Don’t build metrics that aren’t going to be part of your day-to-day operations or don’t have potential to be incorporated as such. Building reports that no one looks at is just activity without accomplishment, and is a waste of time.

He goes on:

Metrics as a “product tax”
In fact, one way to view analytics is that they are a double-digit “tax” on your product development process because of a couple things:

* It takes engineers lots of time and development effort
* It produces numbers that people argue about
* It requires machines, serious infrastructure, its own software, etc
* Fundamentally, it slows down your feature development

As a rough estimate, I’ve found that it takes between 25-40% of your resources to do analytics REALLY well. So for every 3 engineers working on product features, you’d want to put 1 just on analytics. This may seem like a ton (and it is), but it throws off indispensible knowledge that you can’t get elsewhere, like:

* Validating your assumptions
* Pinpointing bottlenecks and key problems
* Creating the ability to predict/model your business to make future decisions
* It tells you which features actually are good and what features don’t matter

I recommend reading the whole thing.

One additional piece of advice that I’ve found helpful:

1. Ask the product owners to use excel to mock up EXACTLY the reports that they would like to use, whether charts, tables, graphs, including time periods and mock data. This is way better than PRDs when it comes to reporting.
2. Go line by line through these reports with the product owners and ask them “what decision will you make with this data”. If the answer is “none” or if it is for investigation or theortical purposes rather than frequent operating decisions, cut the report out.

Happy analytics!

How many A:B tests do I have to run before it is meaningful? July 21, 2008

Posted by jeremyliew in A:B testing, product management.
2 comments

Inside Facebook has a good post about how to not screw up your A:B testing that is a useful reminder about how many tests you need to run before you know that the results are statistically significant.

The author notes:

How many [tests] do we need to declare a statistically significant difference between [a design leading to action success rate] of p1 and one of p2? This is readily calculable:

* number of samples required per cell = 2.7 * (p1*(1-p1) + p2*(1-p2))/(p1-p2)^2

(By the way, the pre-factor of 2.7 has a one-sided confidence level of 95% and power of 50% baked into it. These have to do with the risk of choosing to switch when you shouldn’t and not switching when you should. We’re not running drug trials here so these two choices are fine for our purposes. The above calculation will determine the minimum and also the maximum you need to run.)

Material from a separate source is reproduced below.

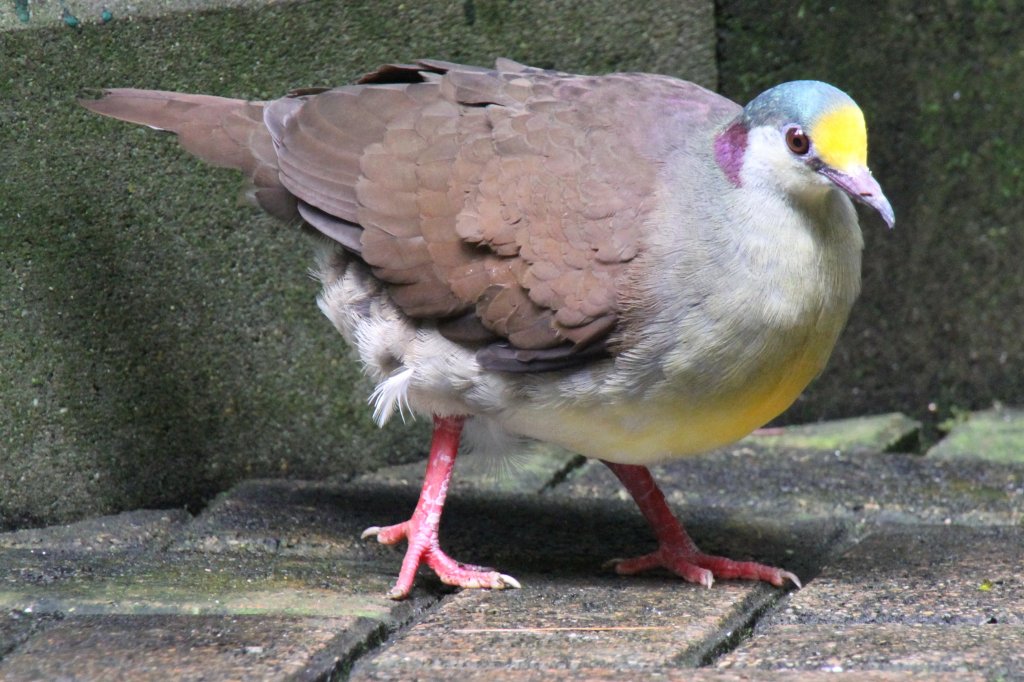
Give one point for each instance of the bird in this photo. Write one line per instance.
(628, 265)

Thus, if you did this number of tests and found that the difference in action success was greater than (p1-p2), then you would have a 95% confidence level that the design being tested is responsible for the increase in success rate, and you would move to a new best practice.

The author reminds developers to adhere to A:B testing best practices, including:

# Running the two cells concurrently
# Randomly assigning an individual user to a cell and make sure they stay in that cell during the test
# Scheduling the test to neutralize time-of-day and day-of-week effects.
# Serving users from countries that are of interest.

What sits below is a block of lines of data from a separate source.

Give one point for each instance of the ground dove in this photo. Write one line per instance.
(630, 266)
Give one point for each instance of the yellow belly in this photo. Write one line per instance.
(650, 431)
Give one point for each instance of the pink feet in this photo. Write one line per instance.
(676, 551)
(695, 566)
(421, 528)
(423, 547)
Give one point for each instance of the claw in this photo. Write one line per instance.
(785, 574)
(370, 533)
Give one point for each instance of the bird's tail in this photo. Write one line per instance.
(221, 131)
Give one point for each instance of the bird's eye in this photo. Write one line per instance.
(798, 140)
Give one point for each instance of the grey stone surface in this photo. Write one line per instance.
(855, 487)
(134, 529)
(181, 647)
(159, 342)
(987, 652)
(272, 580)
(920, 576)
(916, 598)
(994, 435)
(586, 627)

One thing that immediately emerges from this formula is that you don’t need that many tests to determine if a new design is working. For example, testing a design that anticipates increasing success from .5% to .575% only needs about 52k tests. For apps and websites that are at scale, this does not take very long.

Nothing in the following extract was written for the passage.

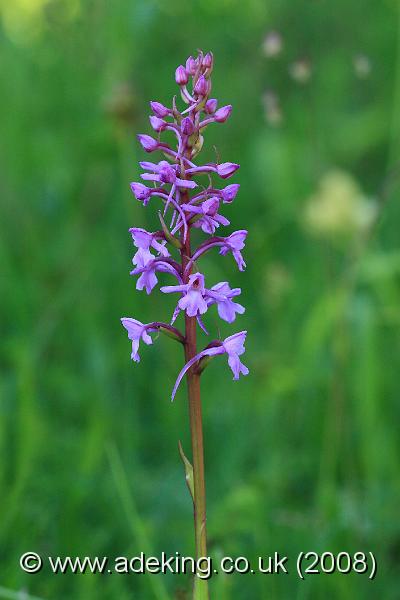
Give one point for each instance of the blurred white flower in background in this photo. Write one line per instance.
(273, 44)
(362, 66)
(301, 70)
(338, 207)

The danger is that, because of the overhead of putting up and taking down tests, “bad” test designs stay up for too long, exposing too many users to a worse experience than usual. While some people consider A:B testing to be splitting users into equal groups, there is no such requirement. I’d advise developers to size their test cells to be x% of their total traffic, where x% is a little more required to hit the minimums calculated above over a week. This neutralizes time of day and day of week effects, minimizes the overhead of test set up, and ensures that not too many users are exposed to bad designs. It also allows multiple, independent tests to be run simultaneously.